3 Technical Issues That Need to Be Addressed about Self-Driving Cars

There are multiple ways you can look at self-driving cars. The most important fact to keep in mind is they have a huge potential. But before they are widely adopted, people need to see them as reliable and trustworthy.

It’s one of the reasons why countless car manufacturers and big corporations are investing millions of dollars into autonomous vehicles.

In the following lines, you’ll be able to read about the current state of driverless cars, where they are headed and what are three of the most important technical aspects which need improvement as soon as possible.

Self-Driving Cars Are Almost 90% Automated

It is widely accepted that autonomous vehicles on public roads – such as Uber’s fleet in Pittsburgh – have reached an 85-90% level of automation. It means they’re only 10% away from full autonomy.

However, that last 10% will actually be the hardest to achieve. Work still needs to be done when it comes to perfecting the hardware, guidance systems, and software to make vehicles that can reliably and safely drive themselves.

The final steps involve some really unique challenges that need to be overcome. Some of them are technical, but others are… moral.

1. Mapping Needs Ongoing Work

Mapping is way more complex than basic GPS location services. The latter can pinpoint locations of phones and cars within about 2 meters, roughly 95 percent of the time.

That’s quite impressive and accurate enough to navigate in traffic. But it’s far from being good enough when it comes to cars driving themselves.

In fact, all the tests are done on roads with high-definition 3D maps which are accurate within a few centimeters. They spot locations of trees, fire hydrants, buildings, stop signs, and traffic lights – anything within 200 meters of the moving car.

As you can imagine, mapping all roads will take time – years, maybe even decades – and should be an ongoing project. And as soon as a fallen tree or a construction site appears, it needs to be mapped as well.

Then you need to take into account the high amounts of storage and processing power needed to generate such maps.

2. Sensor Tech Needs Improvements

A human driver uses eyes as sensors which gather data and sends it to the brain for analysis. Our vision is limited and can be affected by fog or lack of proper lighting at night.

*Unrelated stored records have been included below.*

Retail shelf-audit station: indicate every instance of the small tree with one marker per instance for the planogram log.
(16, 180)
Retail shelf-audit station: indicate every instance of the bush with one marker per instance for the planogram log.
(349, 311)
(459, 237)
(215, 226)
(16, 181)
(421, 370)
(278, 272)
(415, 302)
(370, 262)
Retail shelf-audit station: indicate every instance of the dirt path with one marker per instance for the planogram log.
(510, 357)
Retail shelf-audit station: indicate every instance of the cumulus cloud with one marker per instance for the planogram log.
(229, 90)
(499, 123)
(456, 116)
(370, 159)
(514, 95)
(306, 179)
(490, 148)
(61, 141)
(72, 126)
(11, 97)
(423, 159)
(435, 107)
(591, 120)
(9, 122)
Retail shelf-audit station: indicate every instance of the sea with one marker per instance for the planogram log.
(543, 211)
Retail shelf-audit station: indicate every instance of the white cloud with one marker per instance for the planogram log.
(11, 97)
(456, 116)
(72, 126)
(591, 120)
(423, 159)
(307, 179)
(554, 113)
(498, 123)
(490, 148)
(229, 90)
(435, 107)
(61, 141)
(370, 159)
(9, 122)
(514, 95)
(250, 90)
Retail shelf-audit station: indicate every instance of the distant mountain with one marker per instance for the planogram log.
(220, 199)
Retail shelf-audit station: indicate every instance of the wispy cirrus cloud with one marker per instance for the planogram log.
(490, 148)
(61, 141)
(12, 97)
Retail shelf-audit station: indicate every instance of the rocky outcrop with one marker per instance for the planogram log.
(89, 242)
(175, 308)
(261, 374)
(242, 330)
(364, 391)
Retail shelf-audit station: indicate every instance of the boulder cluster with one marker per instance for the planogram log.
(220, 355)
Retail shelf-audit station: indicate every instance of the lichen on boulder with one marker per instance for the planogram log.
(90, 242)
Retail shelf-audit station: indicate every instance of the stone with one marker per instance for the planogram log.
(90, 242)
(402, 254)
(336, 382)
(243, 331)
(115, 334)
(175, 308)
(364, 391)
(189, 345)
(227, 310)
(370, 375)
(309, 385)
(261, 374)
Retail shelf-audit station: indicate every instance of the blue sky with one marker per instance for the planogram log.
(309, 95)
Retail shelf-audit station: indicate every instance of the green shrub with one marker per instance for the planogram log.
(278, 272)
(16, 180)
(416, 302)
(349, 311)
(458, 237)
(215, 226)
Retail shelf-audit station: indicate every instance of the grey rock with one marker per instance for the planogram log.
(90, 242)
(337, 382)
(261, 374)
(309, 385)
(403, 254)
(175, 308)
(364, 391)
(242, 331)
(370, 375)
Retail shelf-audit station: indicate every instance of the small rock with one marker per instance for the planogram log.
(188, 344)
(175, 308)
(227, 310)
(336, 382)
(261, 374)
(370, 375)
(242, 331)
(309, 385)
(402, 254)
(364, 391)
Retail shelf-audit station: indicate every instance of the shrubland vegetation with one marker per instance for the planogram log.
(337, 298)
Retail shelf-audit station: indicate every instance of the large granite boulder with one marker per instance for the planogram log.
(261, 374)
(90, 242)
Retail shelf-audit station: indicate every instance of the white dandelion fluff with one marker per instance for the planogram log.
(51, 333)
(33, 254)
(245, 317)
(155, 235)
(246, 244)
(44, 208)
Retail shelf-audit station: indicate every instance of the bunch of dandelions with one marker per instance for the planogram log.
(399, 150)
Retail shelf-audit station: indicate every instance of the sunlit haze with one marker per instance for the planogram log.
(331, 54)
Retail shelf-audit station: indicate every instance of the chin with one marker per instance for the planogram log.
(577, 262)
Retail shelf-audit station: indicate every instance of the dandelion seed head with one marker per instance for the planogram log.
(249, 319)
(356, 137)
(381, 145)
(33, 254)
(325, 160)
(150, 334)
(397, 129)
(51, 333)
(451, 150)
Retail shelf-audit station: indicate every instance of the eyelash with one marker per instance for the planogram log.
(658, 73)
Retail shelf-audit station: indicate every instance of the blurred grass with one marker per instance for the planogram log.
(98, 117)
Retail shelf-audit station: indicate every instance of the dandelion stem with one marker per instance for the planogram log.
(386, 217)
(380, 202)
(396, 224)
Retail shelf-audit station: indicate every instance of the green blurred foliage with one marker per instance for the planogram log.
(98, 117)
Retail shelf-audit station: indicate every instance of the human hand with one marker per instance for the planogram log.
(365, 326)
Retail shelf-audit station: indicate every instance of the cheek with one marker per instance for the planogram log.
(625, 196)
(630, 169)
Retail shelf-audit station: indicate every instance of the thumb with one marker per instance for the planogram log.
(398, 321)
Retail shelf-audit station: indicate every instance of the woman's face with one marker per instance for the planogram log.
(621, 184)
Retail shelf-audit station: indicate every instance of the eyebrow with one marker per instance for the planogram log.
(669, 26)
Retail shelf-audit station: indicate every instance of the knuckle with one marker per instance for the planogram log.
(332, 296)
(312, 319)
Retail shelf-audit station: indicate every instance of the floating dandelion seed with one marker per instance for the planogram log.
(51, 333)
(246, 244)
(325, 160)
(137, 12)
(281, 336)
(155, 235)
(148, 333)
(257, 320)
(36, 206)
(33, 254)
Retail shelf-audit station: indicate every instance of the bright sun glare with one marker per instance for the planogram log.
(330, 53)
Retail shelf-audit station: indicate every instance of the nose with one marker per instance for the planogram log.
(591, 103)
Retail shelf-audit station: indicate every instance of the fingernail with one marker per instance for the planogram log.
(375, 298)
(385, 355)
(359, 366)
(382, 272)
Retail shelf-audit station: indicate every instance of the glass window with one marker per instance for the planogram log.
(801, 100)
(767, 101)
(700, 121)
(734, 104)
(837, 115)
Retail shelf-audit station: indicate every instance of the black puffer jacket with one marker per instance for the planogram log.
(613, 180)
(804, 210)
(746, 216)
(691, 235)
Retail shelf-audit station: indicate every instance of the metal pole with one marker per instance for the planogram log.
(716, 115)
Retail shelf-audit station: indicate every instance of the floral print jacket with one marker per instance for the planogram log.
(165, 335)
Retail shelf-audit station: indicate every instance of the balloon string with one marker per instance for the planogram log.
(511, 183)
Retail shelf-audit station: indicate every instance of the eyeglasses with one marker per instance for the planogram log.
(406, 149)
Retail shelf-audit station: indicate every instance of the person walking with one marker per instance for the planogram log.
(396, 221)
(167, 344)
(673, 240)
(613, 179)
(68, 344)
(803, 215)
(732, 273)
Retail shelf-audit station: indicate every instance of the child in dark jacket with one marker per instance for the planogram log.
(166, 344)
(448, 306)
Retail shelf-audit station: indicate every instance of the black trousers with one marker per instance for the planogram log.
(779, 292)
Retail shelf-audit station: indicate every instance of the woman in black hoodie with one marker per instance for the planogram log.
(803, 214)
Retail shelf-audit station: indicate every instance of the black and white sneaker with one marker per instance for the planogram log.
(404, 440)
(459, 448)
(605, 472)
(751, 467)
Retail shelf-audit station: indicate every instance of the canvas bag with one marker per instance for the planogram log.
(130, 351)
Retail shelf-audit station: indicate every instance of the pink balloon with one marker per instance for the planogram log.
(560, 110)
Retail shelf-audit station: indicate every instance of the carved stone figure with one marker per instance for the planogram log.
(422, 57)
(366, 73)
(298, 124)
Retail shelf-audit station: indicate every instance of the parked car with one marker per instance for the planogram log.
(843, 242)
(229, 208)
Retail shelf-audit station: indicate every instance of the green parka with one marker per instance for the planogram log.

Self-driving cars work in the same way. Most of them use an array of multiple cameras which act just like the human eye does, except they’re more than just two. It means a car can see more information than a human driver.

Then we’ve got the radar and Lidar. They use radio waves or light pulses to scan the road ahead for potential obstacles. They offer both extra vision and depth perception.

While the two technologies can make up for each other’s shortcomings, researchers and automakers are still working out what combination of sensors creates the best balance between capability, complexity, and cost.

Lidar, for example, costs up to $7,500 per car and can be easily flummoxed by rain or snow.

3. The Software Needs Machine Learning and Artificial Intelligence

The software behind self-driving cars has to understand what is happening on the road ahead. As you can imagine, there are countless situations which would need to be programmed.

It’s why machine learning and artificial intelligence should be implemented to process the environment and make safe decisions even about things the car is encountering for the first time.

An autonomous vehicle’s software system has to be one that “sees” pedestrians, bicyclists, and lanes and understands driver behavior.

The trick is getting rare situations, those exceptions which might only happen once in a lifetime, written into the code as well.

Developers basically try to replicate the human brain. Driverless cars must be able to respond to something on the fly, to handle the unexpected.